Los generales republicanos

En este empeño mío por pasear las avenidas de la Historia me he detenido en el delirante episodio de la revolución cantonal, un suceso digno de frenopático en el que los auténticos perdedores de un periodo en el que todo el mundo se dejó pelos en la gatera fueron los presidentes del poder ejecutivo de la República que lo sufrieron de pleno. Especialmente, Francisco Pi Margall, ardiente defensor de la república federal que hubo de enfrentarse a la dolorosa tarea de frenar el avance de los sublevados cartageneros, un ejercicio durísimo para él porque, al fin y al cabo, los sucesos forjados en Cartagena respondían, aunque sacados completamente de quicio, a sus propias teorías. Al final, y tras amargarle el breve mandato al desventurado Salmerón, aquella locura contagiada de ciudad en ciudad que acabó por revolucionar todo el costado este de la península, lo resolvió a la brava Emilio Castelar. Castelar era republicano unitario que aceptó a regañadientes la encomienda de reconducir la República y pidió para ello efectivos militares y policiales suficientes como para mantener el orden y hacer cumplir la ley. Exigió el respaldo de la cámara y la ayuda de los generales más representativos, y recibió el compromiso explícito de dos personajes clave en la influencia de la milicia. El de Arsenio Martínez Campos y el de Manuel Pavía que este último cumplió hasta sus últimas consecuencias. Como capitán general de Madrid, Pavía ordenó el desalojo del Congreso para ayudar a Castelar en sus peores momentos. Republicano devoto y unitario como él, el militar andaluz envió a los jóvenes soldados del regimiento de Cazadores de Mérida para desalojar a sus señorías, y permitir que Castelar siguiera presidiendo el Gobierno.

De estas cosas, los diputados de hoy que abogan por la República no tienen en general ni la más remota idea, y algunos políticos muy comprometidos con el ideal republicano como Cayo Lara, todavía enarbolaban en sus discursos públicos la estupidez de que Pavía entró en la sede del Congreso a lomos de su caballo.

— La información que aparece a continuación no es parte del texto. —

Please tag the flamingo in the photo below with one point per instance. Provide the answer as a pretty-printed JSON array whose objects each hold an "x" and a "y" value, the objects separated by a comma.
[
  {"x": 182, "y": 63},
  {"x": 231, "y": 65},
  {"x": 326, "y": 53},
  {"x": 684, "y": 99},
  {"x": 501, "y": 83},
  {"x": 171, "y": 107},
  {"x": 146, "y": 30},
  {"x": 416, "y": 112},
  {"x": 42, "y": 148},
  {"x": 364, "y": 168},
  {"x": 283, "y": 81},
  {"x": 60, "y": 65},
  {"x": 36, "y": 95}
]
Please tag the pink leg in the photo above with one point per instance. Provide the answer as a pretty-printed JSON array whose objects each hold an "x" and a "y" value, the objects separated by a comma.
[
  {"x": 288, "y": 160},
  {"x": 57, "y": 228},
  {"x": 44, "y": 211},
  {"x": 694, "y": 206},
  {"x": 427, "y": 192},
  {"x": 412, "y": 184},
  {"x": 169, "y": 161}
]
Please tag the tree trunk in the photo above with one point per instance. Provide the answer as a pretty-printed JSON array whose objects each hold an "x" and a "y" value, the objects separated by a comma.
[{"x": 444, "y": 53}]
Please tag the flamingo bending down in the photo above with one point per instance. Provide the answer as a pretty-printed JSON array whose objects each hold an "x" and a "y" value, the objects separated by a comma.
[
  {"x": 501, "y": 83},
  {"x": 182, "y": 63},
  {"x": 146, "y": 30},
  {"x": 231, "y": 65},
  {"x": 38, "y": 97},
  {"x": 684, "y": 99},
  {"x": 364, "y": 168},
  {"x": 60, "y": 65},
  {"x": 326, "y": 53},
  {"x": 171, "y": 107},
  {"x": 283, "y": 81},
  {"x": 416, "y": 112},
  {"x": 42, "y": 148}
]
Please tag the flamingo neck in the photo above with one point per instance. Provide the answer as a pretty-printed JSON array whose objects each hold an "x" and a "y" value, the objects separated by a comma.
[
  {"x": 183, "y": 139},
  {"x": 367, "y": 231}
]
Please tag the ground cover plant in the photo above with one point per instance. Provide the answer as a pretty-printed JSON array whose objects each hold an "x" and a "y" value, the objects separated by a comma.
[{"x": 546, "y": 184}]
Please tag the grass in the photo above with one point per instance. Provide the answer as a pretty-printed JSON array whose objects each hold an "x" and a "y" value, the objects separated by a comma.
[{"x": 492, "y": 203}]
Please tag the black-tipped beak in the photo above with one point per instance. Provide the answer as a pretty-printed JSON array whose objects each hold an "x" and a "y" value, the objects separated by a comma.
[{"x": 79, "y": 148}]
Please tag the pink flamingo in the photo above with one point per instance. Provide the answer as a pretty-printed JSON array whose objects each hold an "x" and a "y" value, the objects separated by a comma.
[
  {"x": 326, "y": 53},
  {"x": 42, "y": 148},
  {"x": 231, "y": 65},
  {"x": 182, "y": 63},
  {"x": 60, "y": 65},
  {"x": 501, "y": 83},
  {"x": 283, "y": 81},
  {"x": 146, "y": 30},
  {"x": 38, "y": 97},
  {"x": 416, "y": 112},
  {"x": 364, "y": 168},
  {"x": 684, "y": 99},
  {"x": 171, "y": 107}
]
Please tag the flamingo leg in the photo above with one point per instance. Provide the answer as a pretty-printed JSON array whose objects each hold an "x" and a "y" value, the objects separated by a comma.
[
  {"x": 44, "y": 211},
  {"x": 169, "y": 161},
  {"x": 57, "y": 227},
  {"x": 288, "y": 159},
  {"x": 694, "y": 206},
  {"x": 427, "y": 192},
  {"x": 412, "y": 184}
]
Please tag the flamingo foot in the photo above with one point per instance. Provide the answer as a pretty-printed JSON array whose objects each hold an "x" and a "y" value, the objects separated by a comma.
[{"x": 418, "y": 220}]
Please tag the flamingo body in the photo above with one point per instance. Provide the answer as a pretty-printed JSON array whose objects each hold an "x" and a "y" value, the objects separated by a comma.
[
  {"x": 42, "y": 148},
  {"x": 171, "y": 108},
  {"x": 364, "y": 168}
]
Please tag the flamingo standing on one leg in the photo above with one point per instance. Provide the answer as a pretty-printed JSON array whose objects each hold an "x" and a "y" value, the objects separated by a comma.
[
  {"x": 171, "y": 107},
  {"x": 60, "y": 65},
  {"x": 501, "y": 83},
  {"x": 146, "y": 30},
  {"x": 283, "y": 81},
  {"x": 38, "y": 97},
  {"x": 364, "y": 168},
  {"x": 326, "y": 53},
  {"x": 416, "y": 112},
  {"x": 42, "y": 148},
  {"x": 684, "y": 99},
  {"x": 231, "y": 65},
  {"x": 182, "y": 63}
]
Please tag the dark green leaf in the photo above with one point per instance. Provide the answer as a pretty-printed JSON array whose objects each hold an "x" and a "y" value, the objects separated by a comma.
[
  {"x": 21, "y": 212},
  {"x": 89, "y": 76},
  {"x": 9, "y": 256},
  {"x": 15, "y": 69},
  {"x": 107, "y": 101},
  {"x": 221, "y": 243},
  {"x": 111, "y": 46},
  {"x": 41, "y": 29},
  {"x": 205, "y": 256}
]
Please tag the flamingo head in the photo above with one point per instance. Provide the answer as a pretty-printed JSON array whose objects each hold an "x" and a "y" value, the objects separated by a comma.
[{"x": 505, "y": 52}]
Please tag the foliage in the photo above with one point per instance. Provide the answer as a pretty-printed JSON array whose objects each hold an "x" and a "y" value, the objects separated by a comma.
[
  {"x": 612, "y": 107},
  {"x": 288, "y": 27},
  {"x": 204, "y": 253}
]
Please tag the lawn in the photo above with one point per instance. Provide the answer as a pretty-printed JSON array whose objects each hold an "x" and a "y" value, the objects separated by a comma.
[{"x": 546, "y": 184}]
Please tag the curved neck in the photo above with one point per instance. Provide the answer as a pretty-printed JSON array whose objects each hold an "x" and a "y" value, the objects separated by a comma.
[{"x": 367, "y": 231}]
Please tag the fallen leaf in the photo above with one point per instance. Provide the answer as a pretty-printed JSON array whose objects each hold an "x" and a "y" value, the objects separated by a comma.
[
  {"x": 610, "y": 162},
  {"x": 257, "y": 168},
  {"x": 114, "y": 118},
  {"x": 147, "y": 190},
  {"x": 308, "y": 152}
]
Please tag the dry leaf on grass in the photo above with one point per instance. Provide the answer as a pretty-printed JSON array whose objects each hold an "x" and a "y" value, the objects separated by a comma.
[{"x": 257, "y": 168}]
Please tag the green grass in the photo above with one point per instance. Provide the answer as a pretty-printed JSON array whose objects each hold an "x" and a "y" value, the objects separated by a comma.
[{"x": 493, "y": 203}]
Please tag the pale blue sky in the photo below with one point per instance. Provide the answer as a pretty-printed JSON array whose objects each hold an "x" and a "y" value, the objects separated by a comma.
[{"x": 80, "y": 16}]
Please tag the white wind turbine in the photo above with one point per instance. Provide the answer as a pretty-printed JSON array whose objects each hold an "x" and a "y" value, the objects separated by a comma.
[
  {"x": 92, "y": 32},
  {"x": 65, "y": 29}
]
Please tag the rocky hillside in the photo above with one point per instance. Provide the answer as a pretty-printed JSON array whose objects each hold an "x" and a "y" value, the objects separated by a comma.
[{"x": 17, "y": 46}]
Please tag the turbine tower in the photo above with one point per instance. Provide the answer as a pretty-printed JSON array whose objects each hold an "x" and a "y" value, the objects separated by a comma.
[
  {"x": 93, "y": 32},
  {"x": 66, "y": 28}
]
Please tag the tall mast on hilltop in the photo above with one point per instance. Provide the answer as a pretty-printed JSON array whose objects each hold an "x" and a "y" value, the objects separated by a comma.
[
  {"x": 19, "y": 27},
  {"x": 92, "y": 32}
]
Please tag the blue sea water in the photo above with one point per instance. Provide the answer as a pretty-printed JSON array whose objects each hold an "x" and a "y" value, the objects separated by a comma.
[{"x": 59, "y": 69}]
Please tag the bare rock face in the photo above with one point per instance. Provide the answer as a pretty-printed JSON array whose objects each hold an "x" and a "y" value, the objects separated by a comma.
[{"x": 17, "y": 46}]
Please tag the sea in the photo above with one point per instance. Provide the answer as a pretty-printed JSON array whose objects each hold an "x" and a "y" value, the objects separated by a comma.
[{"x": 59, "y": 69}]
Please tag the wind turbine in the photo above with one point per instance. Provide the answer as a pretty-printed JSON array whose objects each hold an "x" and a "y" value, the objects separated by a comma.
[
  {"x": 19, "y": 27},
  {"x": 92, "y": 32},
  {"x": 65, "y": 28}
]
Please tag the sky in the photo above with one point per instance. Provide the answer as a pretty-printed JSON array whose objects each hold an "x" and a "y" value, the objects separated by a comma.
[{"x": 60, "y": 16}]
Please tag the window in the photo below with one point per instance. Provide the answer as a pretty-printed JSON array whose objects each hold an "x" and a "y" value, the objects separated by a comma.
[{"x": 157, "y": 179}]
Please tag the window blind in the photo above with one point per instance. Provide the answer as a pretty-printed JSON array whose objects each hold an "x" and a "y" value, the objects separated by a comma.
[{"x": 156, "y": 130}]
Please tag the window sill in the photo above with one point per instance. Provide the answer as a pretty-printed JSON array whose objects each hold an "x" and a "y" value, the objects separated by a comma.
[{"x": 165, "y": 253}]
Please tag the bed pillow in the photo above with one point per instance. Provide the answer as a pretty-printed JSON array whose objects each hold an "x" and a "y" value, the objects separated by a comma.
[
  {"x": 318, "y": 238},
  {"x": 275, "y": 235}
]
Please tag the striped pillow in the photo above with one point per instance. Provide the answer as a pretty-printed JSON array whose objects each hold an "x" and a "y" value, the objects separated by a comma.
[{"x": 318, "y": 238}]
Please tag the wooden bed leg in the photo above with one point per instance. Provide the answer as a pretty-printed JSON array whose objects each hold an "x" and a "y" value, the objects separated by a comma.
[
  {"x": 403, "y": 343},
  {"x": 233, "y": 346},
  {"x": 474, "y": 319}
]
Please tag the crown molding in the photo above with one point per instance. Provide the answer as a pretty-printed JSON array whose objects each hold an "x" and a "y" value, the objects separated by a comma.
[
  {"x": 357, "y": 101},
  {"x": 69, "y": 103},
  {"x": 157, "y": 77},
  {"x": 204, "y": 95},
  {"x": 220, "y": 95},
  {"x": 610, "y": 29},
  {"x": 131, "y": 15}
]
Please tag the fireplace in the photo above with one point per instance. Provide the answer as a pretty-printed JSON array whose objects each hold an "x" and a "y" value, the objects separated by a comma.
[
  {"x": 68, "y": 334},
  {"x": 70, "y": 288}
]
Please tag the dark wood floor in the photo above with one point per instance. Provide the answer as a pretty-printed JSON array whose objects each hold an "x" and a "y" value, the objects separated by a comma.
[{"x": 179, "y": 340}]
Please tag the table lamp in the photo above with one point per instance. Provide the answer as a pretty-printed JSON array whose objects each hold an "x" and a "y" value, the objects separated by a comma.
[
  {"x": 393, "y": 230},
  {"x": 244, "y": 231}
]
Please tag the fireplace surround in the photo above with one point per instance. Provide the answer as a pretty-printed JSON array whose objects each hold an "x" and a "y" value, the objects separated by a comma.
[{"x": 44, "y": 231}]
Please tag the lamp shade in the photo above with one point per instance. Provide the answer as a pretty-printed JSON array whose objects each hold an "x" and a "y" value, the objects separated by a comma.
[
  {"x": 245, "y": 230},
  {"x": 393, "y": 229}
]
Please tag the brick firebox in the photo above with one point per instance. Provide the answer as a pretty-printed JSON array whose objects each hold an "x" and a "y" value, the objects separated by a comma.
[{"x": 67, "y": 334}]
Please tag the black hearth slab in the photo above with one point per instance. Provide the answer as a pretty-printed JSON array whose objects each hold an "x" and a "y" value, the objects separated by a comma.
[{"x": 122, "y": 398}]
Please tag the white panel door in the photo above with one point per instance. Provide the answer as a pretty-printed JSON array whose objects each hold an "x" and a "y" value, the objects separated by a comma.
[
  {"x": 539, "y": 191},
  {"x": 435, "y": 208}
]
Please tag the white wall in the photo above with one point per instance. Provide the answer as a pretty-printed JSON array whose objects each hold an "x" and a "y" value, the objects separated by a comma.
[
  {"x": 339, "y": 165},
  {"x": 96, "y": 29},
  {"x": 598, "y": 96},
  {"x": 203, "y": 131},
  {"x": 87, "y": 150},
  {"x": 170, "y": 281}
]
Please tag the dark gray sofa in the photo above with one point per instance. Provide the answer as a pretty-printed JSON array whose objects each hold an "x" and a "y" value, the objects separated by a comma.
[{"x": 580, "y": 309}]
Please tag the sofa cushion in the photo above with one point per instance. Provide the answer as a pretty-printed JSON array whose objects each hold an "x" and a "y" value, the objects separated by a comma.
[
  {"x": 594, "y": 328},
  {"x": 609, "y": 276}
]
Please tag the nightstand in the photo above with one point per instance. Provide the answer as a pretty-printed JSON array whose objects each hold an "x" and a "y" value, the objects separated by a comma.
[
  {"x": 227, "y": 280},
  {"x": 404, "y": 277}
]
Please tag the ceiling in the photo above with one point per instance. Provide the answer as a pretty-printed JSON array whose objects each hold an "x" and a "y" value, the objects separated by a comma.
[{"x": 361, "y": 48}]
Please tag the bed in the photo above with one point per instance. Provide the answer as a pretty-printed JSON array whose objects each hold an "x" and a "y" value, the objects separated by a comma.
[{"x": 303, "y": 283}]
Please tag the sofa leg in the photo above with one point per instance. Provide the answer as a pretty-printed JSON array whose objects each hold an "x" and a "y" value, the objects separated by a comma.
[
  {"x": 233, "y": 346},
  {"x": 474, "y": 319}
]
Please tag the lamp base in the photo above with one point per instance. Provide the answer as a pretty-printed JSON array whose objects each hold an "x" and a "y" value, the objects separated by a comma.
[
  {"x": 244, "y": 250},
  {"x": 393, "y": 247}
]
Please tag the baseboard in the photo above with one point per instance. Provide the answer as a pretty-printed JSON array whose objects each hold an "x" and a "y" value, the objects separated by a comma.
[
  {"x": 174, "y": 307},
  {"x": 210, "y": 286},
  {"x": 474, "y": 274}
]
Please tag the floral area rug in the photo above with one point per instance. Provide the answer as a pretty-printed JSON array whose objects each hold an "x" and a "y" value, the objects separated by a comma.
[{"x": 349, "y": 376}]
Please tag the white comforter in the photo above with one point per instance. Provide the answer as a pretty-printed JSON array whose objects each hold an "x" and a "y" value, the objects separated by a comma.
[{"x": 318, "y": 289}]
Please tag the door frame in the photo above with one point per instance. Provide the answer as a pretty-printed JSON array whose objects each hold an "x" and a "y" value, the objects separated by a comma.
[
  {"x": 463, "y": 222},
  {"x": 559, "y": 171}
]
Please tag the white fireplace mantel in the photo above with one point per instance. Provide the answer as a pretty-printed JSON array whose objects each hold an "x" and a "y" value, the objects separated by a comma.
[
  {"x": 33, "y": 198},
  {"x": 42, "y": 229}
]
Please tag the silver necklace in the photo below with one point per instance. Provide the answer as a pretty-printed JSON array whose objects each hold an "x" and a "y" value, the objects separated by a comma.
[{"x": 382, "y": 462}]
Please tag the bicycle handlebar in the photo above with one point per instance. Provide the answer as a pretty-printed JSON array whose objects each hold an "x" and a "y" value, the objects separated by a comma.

Pavía, no salió de su despacho y le bastó con colocar dos cañones descargados en la calle para intimidar. En la Restauración fue respetuosamente reconocido por Alfonso XII y elegido diputado por Madrid. Cánovas le nombró senador vitalicio y con él almorzó el último día de su vida. Esa misma noche, murió de un infarto. Era enero de 1895.